Commandment #10: Thou shalt not covet thy neighbor's anything. Not the house, not the spouse, not the people who work for him, not his vehicles of transportation, not his job. Anything that belongs to someone else does not belong to you. Or me. Keeping up with the Joneses is breaking this commandment. To covet is to greatly desire, to obsess, to dwell on, to think about all the time. Yep, broke that one too. Wanting what someone else has keeps me from being satisfied with what I have. It is possible to be ambitious in life and still not sin against God. But that message is for another time. The following link is an awesome message on this subject written in PDF and easily understood by anyone, regardless of your age. And, yes, I did read the whole thing.
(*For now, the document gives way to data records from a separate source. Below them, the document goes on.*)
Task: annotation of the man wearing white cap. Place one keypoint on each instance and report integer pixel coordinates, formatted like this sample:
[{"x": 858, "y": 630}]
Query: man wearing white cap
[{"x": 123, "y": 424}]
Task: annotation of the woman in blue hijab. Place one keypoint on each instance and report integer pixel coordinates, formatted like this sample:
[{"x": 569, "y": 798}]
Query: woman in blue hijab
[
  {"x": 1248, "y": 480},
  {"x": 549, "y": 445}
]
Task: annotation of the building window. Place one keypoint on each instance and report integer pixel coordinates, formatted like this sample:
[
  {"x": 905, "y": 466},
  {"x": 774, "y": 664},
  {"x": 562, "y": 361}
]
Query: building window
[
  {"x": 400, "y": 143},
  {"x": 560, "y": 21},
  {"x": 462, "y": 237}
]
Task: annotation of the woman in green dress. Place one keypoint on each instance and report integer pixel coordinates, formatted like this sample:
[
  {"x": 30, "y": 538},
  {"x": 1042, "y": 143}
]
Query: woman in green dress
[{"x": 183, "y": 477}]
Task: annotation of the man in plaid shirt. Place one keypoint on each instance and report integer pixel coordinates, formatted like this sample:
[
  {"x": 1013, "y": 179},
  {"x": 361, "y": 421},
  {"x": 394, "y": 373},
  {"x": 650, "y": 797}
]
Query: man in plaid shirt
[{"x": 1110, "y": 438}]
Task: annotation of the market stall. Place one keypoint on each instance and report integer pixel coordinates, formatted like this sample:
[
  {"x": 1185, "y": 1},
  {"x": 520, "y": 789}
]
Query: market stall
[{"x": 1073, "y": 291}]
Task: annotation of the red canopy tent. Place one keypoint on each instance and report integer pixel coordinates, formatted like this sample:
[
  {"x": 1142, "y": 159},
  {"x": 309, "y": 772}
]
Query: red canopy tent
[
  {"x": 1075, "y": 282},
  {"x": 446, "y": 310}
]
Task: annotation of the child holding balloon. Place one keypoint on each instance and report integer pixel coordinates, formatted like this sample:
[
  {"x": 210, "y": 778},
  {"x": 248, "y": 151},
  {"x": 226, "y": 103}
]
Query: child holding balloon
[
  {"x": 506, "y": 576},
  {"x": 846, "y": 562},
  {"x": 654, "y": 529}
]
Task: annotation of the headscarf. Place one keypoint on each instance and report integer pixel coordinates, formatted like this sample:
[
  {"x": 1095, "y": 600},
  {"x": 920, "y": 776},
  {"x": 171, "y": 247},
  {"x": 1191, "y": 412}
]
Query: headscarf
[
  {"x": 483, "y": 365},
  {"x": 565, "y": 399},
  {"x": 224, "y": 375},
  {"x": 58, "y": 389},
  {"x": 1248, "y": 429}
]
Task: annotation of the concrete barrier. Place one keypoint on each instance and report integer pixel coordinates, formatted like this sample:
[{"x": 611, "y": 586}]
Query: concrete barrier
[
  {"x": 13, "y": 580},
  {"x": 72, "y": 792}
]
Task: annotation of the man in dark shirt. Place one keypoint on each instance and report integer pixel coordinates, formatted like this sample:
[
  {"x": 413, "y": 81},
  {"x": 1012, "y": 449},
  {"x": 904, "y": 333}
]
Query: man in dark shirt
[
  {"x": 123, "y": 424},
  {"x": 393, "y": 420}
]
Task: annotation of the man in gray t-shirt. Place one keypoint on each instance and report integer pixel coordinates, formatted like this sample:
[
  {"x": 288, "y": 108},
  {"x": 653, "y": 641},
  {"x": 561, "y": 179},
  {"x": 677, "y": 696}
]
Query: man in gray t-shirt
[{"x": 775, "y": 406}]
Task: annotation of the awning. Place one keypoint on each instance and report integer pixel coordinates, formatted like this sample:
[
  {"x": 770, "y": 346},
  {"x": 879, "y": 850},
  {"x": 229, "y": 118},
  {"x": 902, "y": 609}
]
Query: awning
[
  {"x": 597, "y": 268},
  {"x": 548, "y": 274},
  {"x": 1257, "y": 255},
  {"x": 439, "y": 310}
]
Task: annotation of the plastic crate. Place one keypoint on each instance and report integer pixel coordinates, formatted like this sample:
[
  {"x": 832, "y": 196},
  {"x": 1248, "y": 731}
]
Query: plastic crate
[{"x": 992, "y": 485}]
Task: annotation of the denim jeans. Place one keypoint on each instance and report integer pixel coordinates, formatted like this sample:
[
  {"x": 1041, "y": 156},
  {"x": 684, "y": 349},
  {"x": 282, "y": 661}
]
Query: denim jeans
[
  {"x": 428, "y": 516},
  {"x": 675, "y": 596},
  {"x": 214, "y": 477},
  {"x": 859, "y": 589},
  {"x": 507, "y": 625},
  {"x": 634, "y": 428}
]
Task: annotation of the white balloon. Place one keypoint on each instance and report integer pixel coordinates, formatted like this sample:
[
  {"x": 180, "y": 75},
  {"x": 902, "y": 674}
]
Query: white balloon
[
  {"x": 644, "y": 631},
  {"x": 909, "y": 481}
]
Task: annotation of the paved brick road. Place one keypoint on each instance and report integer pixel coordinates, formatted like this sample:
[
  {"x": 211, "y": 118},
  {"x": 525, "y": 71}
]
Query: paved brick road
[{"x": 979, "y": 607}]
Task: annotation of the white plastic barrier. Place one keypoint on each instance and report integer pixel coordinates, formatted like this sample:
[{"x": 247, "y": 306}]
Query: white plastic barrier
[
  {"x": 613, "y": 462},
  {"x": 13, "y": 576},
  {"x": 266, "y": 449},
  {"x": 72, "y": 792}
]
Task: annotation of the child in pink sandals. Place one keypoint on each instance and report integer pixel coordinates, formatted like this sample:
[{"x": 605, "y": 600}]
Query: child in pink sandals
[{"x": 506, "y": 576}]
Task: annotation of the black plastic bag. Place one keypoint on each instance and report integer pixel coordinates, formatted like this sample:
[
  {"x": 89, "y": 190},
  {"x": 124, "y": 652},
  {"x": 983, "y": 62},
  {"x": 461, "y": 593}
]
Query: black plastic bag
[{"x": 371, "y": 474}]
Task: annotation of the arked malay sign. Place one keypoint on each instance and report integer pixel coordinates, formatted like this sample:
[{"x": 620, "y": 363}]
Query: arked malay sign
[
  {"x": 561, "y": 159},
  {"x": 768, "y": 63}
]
Breaking the 10 Commandments
Well now. As for me. I am in my house. I have not been faithful. I have not loved God with all my heart, all my soul and all my mind. In the past. There was a day when I brought the broken commandments to the foot of the cross. I was more than sorry. I did not lip-sync my way to grace. I repented of my sins and asked God to forgive me. I asked Jesus Christ to wash me clean, to make me whiter than snow. And He did.

 As a public confession of my faith, I was water baptized. But I knew I needed more of Him and more His grace in order to live  the life He had planned for me to live. I needed the baptism of The Holy Spirit. I asked. I begged. I pleaded. I waited. I received. It's the waiting that pleases God, I think, the most. He waits for ever for us to repent and be saved. He waits for us to ask. He doesn't just bombshell us with every good and perfect gift He has in His storehouse for us: He waits for us to ask for them. As in Acts 1 and 2, they waited but they still did God's business. We need to be about God's business while we wait for His perfect gifts which He has for us to arrive.


 Everyday of my life now, I surrender my body a living sacrifice, as ordained in Romans 12:1. I choose to put God first in everything I do now. It is a sacrifice of self. I do not have to take my life into my own hands anymore. Everytime that happened I screwed up. With God in control, for I have given Him control, of my life whatever happens to me, happens because God allows it.
However, the sin that I sowed into my life will still reap consequences. Satan still reminds me of my past. But, the Holy Spirit reminds me of my present and my future. So, again I say, as for me and my house we will serve the Lord. "I will" has become "I do". Now, we need to get "my house" in order.